Joan Payzant (4 February 1925 – 14 August 2013) was a Canadian author most known for her historical fiction. She wrote about the history of Dartmouth and Halifax, Nova Scotia, Canada.

==Life==
Payzant was born in Dartmouth, Nova Scotia, Canada on 4 February 1925. She graduated from Dalhousie University. She died in Halifax, Nova Scotia on 14 August 2013.

==Author==
Her first major book (co-authored with her husband Lewis J. "Pete" Payzant) was about the ferry that connects Halifax and Dartmouth. She also wrote children's books including Who's a Scaredy-Cat! - A Story of the Halifax Explosion, which is a story surrounding two families in Dartmouth at the time of the Halifax explosion. After her idea for Scaredy-cat was rejected, Payzant stated that "I knew from having been a school librarian that it would be popular at the annual anniversary of the terrible Halifax disaster of 1917." As a result, she published this book herself to coincide with the 75th anniversary of the explosion in 1992. She hired an illustrator and printed 1500 copies of the book, which sold out in five months. By 1997 it was in its fourth printing and was added to the Nova Scotia Department of Education School Book Bureau list.

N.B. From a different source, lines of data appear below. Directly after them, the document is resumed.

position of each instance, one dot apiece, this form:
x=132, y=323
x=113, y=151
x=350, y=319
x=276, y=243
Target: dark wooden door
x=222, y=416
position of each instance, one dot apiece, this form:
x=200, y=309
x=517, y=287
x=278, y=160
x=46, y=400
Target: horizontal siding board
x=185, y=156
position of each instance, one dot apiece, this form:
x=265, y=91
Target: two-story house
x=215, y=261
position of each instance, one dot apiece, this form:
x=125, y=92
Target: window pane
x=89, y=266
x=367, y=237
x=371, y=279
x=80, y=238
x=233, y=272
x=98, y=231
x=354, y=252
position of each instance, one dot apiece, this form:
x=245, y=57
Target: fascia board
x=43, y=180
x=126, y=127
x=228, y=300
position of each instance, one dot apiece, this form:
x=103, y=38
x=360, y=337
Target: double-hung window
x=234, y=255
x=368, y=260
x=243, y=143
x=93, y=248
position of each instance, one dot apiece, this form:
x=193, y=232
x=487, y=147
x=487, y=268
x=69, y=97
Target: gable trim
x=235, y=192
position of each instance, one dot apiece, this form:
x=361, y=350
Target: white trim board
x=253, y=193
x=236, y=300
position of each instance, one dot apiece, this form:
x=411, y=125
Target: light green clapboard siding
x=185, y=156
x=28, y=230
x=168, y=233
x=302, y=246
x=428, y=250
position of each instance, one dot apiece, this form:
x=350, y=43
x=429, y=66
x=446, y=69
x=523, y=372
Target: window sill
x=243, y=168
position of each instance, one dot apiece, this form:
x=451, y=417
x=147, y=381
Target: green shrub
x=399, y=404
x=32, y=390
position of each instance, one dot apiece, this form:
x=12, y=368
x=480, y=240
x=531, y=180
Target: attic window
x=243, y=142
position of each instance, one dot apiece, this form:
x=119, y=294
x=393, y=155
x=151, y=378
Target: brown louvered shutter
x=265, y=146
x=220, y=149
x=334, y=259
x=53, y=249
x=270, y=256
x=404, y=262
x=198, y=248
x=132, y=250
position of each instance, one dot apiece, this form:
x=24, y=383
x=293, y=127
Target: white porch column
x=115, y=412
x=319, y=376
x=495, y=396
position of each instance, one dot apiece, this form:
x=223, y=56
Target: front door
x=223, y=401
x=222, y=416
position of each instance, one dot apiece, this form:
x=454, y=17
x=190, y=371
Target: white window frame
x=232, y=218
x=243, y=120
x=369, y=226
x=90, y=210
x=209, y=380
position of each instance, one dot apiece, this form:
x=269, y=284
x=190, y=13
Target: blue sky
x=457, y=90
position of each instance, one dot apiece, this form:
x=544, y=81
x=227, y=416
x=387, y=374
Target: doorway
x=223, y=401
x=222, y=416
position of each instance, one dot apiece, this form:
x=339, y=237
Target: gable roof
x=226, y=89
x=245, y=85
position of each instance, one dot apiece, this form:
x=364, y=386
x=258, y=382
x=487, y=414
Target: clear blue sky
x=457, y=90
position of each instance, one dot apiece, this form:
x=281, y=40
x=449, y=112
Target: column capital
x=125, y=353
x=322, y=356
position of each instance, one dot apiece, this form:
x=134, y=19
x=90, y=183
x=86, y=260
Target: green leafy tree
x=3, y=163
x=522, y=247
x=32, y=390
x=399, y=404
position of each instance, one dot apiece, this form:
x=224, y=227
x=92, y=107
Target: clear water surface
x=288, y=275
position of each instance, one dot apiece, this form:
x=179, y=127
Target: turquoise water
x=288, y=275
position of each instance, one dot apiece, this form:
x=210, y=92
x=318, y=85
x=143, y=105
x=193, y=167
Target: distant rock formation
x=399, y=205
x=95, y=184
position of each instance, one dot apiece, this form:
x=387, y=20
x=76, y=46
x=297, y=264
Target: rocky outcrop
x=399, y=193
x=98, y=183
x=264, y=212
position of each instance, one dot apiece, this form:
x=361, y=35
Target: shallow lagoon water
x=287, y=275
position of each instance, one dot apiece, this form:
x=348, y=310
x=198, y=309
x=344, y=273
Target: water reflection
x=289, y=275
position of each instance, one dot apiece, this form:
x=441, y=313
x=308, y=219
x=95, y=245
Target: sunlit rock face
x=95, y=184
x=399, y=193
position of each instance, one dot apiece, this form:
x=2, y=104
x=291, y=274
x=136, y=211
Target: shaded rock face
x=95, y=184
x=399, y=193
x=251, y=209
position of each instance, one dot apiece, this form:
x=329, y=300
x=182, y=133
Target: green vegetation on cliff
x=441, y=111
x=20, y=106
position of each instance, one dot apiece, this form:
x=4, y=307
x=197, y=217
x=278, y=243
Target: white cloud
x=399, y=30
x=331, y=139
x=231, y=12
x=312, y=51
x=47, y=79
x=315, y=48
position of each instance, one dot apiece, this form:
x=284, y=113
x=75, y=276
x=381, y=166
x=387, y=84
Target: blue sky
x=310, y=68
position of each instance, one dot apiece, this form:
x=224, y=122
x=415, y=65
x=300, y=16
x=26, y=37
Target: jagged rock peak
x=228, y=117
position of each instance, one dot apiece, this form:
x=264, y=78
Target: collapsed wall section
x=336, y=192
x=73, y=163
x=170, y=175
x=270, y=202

Payzant wrote biographies of her parents (Rob and Francie) and her husband (Pete). Both were privately printed.

==Columnist==
Payzant was a columnist for the Dartmouth Free Press from 1979 to 1983. Over this period she wrote more than 200 articles on topics as diverse as travel, gardening, and Dartmouth history. These articles have been collected, edited by family members and privately printed, arriving from the printers on what would have been her 100th birthday (February 2025). Copies have been placed with the Dartmouth Heritage Museum and the Halifax Central Library.

==Awards==
- Fellow of the Royal Nova Scotia Historical Society.
- Marianna Dempster Memorial Award (1993)
- Evelyn Richardson Memorial Literary Trust Award (1980)

==Selected works==

- Crumbs (1976)
- Like a Weaver's Shuttle: A History of the Halifax-Dartmouth Ferries (1979). Co-authored with Lewis J. Payzant.
- Halifax: Cornerstone of Canada (1985)
- Atlantic Canada: At the Dawn of a New Nation. Co-authored with Shannon Ryan, Greg Marquis, and E. Boyd Beck.
- Who's a Scaredy-Cat!: A Story of the Halifax Explosion (1992)
- We Love to Ride the Ferry: 250 Years of Halifax-Dartmouth Ferry Crossings (2002)
- December 1917: Re-visiting the Halifax Explosion (2006). Co-authored with Janet Kitz.
- Every Wednesday - The Newspaper Columns of Joan Payzant (2025). Edited by Linda and Peter Payzant.